Due to the findings of the present invention, the suspensibility of the nasal spray formulation comprising fluticasone furoate as an aqueous suspension has been largely stabilized and does not require shaking before use. In addition, since shaking is not required before use, the problem of viscosity reduction due to shaking is eliminated.

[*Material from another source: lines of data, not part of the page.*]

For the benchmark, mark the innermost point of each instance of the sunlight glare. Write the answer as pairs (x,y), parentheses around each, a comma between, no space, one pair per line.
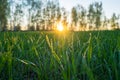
(60,27)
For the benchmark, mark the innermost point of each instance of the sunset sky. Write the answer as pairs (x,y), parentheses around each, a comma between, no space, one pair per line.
(109,6)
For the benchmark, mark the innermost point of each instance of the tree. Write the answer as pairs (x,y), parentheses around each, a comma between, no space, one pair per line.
(74,17)
(4,13)
(81,12)
(98,13)
(113,21)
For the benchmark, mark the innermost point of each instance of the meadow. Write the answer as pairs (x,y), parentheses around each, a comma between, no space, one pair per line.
(53,55)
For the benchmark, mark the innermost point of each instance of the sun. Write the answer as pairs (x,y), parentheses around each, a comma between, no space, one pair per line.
(60,27)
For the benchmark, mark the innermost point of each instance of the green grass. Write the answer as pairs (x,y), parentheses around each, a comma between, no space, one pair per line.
(60,56)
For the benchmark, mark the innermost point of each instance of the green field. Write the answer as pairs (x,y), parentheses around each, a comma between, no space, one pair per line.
(60,55)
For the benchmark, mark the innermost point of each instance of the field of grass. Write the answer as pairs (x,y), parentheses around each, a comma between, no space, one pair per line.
(60,55)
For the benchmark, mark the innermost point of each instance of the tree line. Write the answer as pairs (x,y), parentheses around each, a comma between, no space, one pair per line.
(46,14)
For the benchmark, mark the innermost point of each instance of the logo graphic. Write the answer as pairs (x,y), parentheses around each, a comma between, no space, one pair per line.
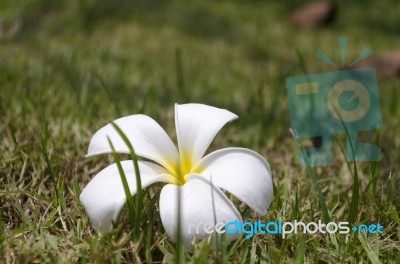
(341,102)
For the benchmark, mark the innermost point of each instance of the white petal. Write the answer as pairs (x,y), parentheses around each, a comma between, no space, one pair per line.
(147,137)
(199,201)
(104,196)
(196,126)
(242,172)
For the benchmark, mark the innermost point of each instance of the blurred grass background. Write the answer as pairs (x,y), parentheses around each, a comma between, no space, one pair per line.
(73,66)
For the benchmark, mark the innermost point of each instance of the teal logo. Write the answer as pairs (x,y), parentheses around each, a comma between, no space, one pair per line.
(340,102)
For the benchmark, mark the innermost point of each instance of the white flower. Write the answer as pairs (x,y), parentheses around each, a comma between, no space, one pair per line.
(240,171)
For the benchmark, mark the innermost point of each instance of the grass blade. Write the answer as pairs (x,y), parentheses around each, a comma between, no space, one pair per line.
(129,198)
(139,193)
(313,177)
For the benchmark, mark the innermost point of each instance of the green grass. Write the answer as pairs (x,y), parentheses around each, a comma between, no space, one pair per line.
(77,65)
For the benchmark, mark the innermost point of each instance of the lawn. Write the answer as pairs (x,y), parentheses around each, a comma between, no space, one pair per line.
(71,67)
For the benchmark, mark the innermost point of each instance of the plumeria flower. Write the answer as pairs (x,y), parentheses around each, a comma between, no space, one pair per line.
(239,171)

Therefore, it is desirable to keep the drug in the nasal cavity for a long time after it is administered therein, and to improve the drug efficacy so that it is sustainable and effective.

Detailed Description

Fluticasone furoate is the generic name for 6 α, 9-difluoro-17 β - [ (fluoromethylthio) carbonyl ] -11 β -hydroxy-16 α -methyl-3-oxoandrosta-1, 4-dien-17 α -ylfuran-2-carboxylate, the chemical structure of which is shown below, which has been widely used in the treatment of allergic rhinitis. The content of fluticasone furoate in the formulation of the present invention is 0.005% (w/w) to 1% (w/w), preferably 0.025 to 0.1%.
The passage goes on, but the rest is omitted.